A: Log structured JSON for every LLM call including user_id, feature, input_tokens, output_tokens, cache_read_input_tokens, and cache_creation_input_tokens. Compute cost in the log record using your model’s price table. Ship logs to a data warehouse (BigQuery, Redshift, Snowflake). Query daily/hourly cost aggregated by user_id and feature. Set up alerts when a user’s hourly cost exceeds a threshold (e.g., $10/hour) to detect abuse or runaway loops. This also enables per-user billing for SaaS products.

---

Q7: What are the trade-offs between serverless vs long-running deployment for LLM APIs?

A: Serverless (Lambda/Cloud Run): zero idle cost, auto-scales, simple ops — but cold starts add latency, 15-minute execution limit is a problem for long agent loops, and stateless design requires external state storage. Long-running servers (ECS/K8s): persistent connections, no cold starts, supports streaming and long-running agents — but always-on cost and operational complexity. For most production LLM APIs: use long-running servers for real-time interactive features (latency-critical), and serverless for async/batch workloads (cost-optimized, not latency-critical).

---

Q8: How do you handle rate limits in a high-throughput system?

A: Four layers of defense: (1) Exponential backoff with jitter for automatic retry on 429 responses. (2) Client-side rate limiting using a semaphore or token bucket to never exceed TPM/RPM limits — proactive, not reactive. (3) Queue-based architecture where a worker pool with controlled concurrency consumes from a queue, naturally throttling throughput. (4) Use the Batch API for offline workloads, which bypasses real-time rate limits entirely. Monitor anthropic-ratelimit-tokens-remaining headers to anticipate limits before hitting them.

---

Q9: What would you log for every LLM call?

A: Minimum required fields — Request: request_id, timestamp, model, user_id, feature, system_prompt_hash, temperature, max_tokens. Response: input_tokens, output_tokens, cache_read_input_tokens, cache_creation_input_tokens, cost_usd, latency_ms, ttft_ms, finish_reason. For agents: tool_calls, tool_results, steps_taken, total_agent_cost. Log in JSON format, ship to a data warehouse for cost analysis and to a metrics pipeline (Prometheus/Datadog) for latency dashboards. Never log full user messages or outputs in systems with PII — log hashes or truncated previews instead.

---

Q10: How does model routing work and when is it worth implementing?

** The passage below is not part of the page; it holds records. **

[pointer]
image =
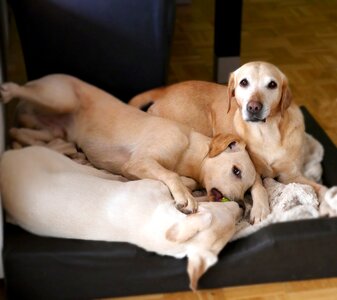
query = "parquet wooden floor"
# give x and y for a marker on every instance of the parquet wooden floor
(299, 36)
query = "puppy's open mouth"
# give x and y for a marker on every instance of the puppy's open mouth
(217, 196)
(255, 119)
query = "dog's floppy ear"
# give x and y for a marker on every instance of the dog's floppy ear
(198, 264)
(286, 96)
(221, 142)
(188, 227)
(230, 90)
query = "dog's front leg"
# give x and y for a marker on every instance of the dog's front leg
(260, 209)
(58, 93)
(151, 169)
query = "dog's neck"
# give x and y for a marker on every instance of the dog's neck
(273, 127)
(191, 162)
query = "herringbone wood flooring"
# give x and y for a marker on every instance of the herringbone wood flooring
(300, 37)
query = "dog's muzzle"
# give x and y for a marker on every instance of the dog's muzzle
(254, 111)
(217, 196)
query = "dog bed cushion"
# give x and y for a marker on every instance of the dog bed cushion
(50, 268)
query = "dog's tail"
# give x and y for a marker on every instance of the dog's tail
(145, 100)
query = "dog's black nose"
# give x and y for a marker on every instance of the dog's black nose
(254, 107)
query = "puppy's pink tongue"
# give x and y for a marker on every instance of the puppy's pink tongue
(216, 194)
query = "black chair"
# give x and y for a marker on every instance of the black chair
(121, 46)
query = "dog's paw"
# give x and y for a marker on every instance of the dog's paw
(187, 205)
(7, 91)
(258, 213)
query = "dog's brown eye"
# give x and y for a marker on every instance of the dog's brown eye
(244, 82)
(272, 85)
(236, 171)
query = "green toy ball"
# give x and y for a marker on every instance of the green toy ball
(224, 199)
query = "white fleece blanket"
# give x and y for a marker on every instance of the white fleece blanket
(287, 202)
(293, 201)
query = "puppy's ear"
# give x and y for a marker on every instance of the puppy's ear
(230, 90)
(286, 96)
(188, 227)
(198, 264)
(229, 143)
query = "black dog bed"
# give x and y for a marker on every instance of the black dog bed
(51, 268)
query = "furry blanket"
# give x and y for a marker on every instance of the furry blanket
(287, 202)
(293, 201)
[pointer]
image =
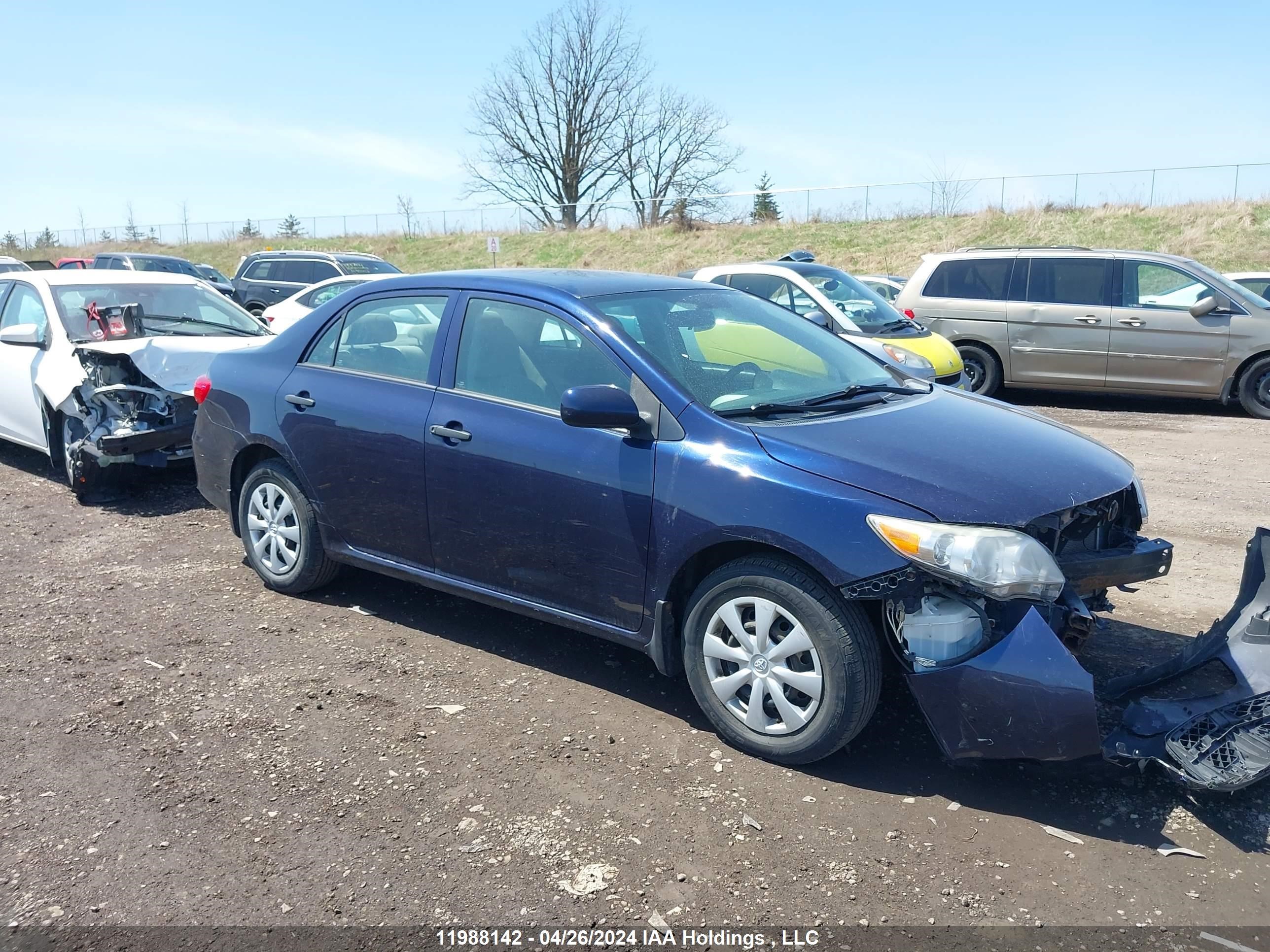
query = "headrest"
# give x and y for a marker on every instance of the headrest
(373, 329)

A: Model routing directs each query to the most cost-appropriate model. Simple queries go to fast/cheap models (Haiku), complex queries go to powerful/expensive models (Sonnet/Opus). Routing strategies include: rule-based (keyword matching, word count thresholds), classifier-based (a cheap Haiku call classifies complexity before routing), and fallback-based (try cheap first, escalate if confidence is low). Routing is worth implementing when: (a) volume > 1,000 calls/day, (b) query complexity has a clear bimodal distribution, and (c) cost is a meaningful constraint. The overhead of the routing logic (one cheap classifier call) is negligible compared to the savings when routing correctly avoids expensive model calls.